Solemnidad de la Santísima Trinidad


«La Trinidad, he ahí nuestra morada, nuestra casa solariega, el hogar paterno de donde no debemos salir jamás»
(Isabel de la Trinidad, Tratado espiritual, ¿Cómo se puede hallar el cielo en la tierra?, n.2)

En una fiesta como la de hoy, nos viene bien recordar aquellas palabras de Cristo en la última cena, el discurso de despedida, hablando en intimidad y confidencia de amigo a sus discípulos antes de partir de esta tierra al Padre. En esas palabras, es Cristo quien nos revela la intimidad del misterio trinitario y nos llama a participar en él: «Nadie conoce al Hijo sino el Padre, y nadie conoce al Padre, sino el Hijo y aquel a quien el Hijo quisiera revelárselo» (Mt 11, 27). Entendemos que para entrar en el misterio de Dios, necesitamos entrar por Cristo. Ahora, cobran sentido aquellas palabras del apóstol Felipe en la última cena cuando le dijo a Jesús: «Señor, muéstranos al Padre y esto nos basta» (Jn 14, 8).
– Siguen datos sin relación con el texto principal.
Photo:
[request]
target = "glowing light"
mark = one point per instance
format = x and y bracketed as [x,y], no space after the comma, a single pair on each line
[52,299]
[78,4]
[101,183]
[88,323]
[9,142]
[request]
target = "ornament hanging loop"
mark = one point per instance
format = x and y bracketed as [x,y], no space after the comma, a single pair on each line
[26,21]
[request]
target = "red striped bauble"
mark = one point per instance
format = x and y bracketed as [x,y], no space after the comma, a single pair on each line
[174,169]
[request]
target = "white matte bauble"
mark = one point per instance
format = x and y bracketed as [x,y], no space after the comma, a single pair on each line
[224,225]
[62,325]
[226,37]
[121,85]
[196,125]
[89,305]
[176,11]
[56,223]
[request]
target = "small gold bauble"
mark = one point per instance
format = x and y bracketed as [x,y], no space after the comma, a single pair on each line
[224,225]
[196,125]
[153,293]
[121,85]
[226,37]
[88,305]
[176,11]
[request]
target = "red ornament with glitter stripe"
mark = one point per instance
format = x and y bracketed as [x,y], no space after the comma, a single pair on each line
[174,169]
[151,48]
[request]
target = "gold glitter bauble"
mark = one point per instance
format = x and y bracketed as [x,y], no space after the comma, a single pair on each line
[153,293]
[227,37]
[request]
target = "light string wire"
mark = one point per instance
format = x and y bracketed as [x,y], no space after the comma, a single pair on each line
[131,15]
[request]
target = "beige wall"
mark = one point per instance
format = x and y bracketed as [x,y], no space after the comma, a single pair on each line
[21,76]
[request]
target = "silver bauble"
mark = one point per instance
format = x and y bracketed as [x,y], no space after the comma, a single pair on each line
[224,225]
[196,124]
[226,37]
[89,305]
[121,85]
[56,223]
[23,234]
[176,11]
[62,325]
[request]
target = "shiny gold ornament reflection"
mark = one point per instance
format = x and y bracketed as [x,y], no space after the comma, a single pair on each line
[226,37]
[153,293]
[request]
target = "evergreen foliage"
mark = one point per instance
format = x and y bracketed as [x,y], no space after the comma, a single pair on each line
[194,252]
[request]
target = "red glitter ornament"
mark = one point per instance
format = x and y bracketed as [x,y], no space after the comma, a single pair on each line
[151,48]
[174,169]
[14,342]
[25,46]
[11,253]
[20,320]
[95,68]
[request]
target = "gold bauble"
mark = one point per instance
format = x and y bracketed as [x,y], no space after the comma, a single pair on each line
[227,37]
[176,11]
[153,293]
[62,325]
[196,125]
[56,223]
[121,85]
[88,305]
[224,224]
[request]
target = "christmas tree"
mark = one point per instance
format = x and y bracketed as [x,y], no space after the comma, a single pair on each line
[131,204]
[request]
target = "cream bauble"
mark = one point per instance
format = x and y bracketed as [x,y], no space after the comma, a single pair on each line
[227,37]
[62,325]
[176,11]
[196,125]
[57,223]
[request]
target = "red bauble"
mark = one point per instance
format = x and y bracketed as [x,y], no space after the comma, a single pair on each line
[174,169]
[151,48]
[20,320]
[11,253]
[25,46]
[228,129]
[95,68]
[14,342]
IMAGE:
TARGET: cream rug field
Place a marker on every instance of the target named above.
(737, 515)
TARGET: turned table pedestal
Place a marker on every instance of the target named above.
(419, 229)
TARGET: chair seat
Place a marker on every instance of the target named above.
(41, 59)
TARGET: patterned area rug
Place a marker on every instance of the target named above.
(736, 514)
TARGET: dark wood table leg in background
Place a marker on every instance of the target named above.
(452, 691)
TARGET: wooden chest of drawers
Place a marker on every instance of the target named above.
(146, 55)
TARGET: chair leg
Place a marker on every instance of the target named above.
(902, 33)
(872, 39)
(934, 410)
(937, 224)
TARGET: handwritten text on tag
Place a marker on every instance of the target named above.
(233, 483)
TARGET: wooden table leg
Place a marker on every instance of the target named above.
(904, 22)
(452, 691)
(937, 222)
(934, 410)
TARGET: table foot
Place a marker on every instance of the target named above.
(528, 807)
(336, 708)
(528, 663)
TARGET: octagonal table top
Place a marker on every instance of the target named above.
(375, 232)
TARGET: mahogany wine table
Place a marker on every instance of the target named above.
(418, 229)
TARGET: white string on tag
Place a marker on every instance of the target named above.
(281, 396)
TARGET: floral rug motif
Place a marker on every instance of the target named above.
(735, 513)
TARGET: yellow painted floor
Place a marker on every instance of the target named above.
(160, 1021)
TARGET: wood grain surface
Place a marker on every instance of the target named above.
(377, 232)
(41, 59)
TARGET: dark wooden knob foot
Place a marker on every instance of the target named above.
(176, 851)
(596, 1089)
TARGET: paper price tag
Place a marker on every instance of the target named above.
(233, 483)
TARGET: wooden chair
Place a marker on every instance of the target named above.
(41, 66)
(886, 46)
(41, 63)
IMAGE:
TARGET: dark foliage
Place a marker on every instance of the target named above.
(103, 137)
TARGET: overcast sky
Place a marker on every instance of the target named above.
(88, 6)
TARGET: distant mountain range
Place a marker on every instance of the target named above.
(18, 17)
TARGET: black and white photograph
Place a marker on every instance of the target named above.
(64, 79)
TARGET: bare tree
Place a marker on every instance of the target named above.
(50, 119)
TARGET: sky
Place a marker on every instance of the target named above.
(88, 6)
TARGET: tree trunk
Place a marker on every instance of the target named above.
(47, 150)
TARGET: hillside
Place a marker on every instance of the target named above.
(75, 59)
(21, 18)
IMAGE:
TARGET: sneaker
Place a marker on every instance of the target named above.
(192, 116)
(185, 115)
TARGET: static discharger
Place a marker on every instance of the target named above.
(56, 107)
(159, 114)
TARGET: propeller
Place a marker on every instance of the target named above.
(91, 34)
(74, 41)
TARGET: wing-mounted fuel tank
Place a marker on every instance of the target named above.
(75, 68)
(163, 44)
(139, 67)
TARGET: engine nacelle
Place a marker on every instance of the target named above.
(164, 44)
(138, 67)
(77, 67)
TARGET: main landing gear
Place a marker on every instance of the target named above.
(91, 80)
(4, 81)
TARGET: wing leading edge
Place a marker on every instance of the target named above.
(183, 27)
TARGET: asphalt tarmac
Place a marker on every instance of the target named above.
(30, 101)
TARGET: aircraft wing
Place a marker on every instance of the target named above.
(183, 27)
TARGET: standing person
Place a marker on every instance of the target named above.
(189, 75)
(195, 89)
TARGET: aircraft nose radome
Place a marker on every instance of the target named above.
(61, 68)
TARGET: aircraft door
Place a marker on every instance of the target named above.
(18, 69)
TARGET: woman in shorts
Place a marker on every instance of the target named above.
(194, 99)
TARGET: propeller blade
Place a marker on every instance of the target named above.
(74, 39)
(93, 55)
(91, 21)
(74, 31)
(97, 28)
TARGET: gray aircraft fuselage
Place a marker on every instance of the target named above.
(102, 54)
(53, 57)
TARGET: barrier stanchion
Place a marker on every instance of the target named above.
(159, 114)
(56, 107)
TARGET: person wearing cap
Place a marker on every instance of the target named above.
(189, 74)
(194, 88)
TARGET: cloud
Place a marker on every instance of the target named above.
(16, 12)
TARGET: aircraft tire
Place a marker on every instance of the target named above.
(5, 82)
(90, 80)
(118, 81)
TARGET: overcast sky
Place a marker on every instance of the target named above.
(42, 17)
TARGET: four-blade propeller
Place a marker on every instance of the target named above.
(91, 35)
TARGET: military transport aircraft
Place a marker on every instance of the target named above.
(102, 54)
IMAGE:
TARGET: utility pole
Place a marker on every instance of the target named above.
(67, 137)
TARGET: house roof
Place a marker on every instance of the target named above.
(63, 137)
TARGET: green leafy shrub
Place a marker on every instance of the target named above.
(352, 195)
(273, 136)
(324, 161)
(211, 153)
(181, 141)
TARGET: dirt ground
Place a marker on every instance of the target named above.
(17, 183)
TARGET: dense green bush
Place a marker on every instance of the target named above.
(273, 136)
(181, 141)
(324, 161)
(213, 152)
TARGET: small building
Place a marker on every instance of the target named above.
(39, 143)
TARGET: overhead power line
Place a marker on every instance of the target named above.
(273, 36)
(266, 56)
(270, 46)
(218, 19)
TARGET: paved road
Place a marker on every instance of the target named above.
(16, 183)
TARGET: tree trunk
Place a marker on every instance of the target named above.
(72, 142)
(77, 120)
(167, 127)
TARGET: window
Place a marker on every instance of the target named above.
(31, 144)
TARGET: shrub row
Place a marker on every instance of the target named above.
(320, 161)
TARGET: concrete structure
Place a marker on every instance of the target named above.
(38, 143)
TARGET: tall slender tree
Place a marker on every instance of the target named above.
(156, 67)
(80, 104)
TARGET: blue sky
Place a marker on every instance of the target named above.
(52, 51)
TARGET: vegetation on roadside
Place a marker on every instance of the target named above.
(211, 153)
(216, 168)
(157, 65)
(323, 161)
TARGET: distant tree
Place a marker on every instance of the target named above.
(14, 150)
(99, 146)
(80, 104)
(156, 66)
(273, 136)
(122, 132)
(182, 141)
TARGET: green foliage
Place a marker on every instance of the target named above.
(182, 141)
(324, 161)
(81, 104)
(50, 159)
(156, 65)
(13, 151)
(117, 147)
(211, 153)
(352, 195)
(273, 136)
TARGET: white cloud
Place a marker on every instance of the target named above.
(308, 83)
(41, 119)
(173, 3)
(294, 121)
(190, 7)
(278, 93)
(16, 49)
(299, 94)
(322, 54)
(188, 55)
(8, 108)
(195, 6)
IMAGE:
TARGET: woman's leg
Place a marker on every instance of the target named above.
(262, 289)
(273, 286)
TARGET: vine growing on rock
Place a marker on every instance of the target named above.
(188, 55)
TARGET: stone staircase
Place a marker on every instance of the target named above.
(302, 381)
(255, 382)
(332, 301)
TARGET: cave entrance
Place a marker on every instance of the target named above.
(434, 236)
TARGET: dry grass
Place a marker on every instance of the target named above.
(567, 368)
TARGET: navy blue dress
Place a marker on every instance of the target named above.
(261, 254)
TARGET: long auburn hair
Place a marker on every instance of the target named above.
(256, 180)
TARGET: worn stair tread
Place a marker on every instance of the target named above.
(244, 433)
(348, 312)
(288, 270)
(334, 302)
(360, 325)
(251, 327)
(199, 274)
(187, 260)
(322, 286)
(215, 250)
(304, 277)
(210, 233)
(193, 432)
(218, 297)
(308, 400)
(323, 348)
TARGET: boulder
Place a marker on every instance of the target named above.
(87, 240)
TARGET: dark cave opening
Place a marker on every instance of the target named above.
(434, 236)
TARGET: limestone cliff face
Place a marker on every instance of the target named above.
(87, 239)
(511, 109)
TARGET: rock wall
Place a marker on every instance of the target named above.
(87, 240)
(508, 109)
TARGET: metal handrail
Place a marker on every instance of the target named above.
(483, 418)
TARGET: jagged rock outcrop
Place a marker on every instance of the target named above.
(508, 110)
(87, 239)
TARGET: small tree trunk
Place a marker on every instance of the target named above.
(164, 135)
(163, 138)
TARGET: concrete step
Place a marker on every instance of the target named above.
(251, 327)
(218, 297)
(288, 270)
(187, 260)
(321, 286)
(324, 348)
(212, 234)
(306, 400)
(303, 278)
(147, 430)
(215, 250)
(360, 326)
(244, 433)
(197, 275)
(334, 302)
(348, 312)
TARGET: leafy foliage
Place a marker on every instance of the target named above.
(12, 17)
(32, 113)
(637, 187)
En efecto, Jesús, sólo tú nos puedes llevar a la intimidad del misterio de la Trinidad; por que «a Dios nadie lo ha visto jamás, el Hijo Unigénito, que está en el seno del Padre, él mismo es quien nos lo ha dado a conocer» (Jn 1, 18). Aquellas palabras del Antiguo Testamento tan expresivas y terriblemente verdaderas, del profeta Isaías al hablar de Dios: «Verdaderamente tú eres un Dios escondido» (Is. 45, 15), hoy en la plenitud de los tiempos, han quedado disipadas. ¿Quién jamás pudo imaginar penetrar en la mente de Dios, quién fue su consejero? Recuerdo aquí aquellas palabras del apóstol san Pablo a los romanos: «¡Oh profundidad de la riqueza, de la sabiduría y de la ciencia de Dios! ¡Qué incomprensibles son sus juicios y qué inescrutables sus caminos! Pues, ¿quién conoció los designios del Señor? o ¿Quién llegó a ser su consejero? o ¿quién le dio primero algo, para poder recibir a cambio una recompensa?» (Rom 11, 33-35).

Ya no eres un Dios escondido. «Llegada la plenitud de los tiempos envió Dios a su Hijo, nacido de una mujer, nacido bajo la Ley». Ahora, eres el Dios con nosotros, Emmanuel, «la vida se ha manifestado, nosotros la hemos visto y damos testimonio y os anunciamos la vida eterna, que estaba junto al Padre y que se nos ha manifestado, lo que hemos visto y oído, os lo anunciamos para que también vosotros estéis en comunión con nosotros. Y nuestra comunión es con el Padre y con su Hijo Jesucristo» (1-Jn 1, 2-3).

La Trinidad nos ha sido revelada por Jesucristo. «En diversos momentos y de muchos modos, habló Dios en el pasado a nuestros primeros padres por medio de los profetas. En estos últimos días, nos ha hablado por medio de su Hijo» (Heb 1,1-2).

El misterio de la Santísima Trinidad es el punto de partida de toda la verdad revelada y la fuente de donde procede la vida sobrenatural y a donde nos encaminamos: somos hijos del Padre, hermanos y coherederos del Hijo, santificados continuamente por el Espíritu Santo para semejarnos cada vez más a Cristo. Así crecemos en el sentido de nuestra filiación divina, así nos hacemos templos vivos de la Santísima Trinidad.

En esta fiesta de hoy, hacemos memoria también de los padres que nos engendraron en esta vida mortal. En el sentido pleno de la palabra, existe un solo Padre, el celestial, del que deriva toda paternidad en el cielo y en la tierra (Efe 3,15). La fiesta de la Trinidad es una oportunidad para experimentar el sentido de la paternidad de Dios, y vivir como hijos suyos.

Repitamos hoy con más sentido: «A Ti la alabanza, a Ti la gloria, a Ti hemos de dar gracias por los siglos de los siglos, ¡oh Trinidad Beatísima!» -del trisagio angélico. Amén.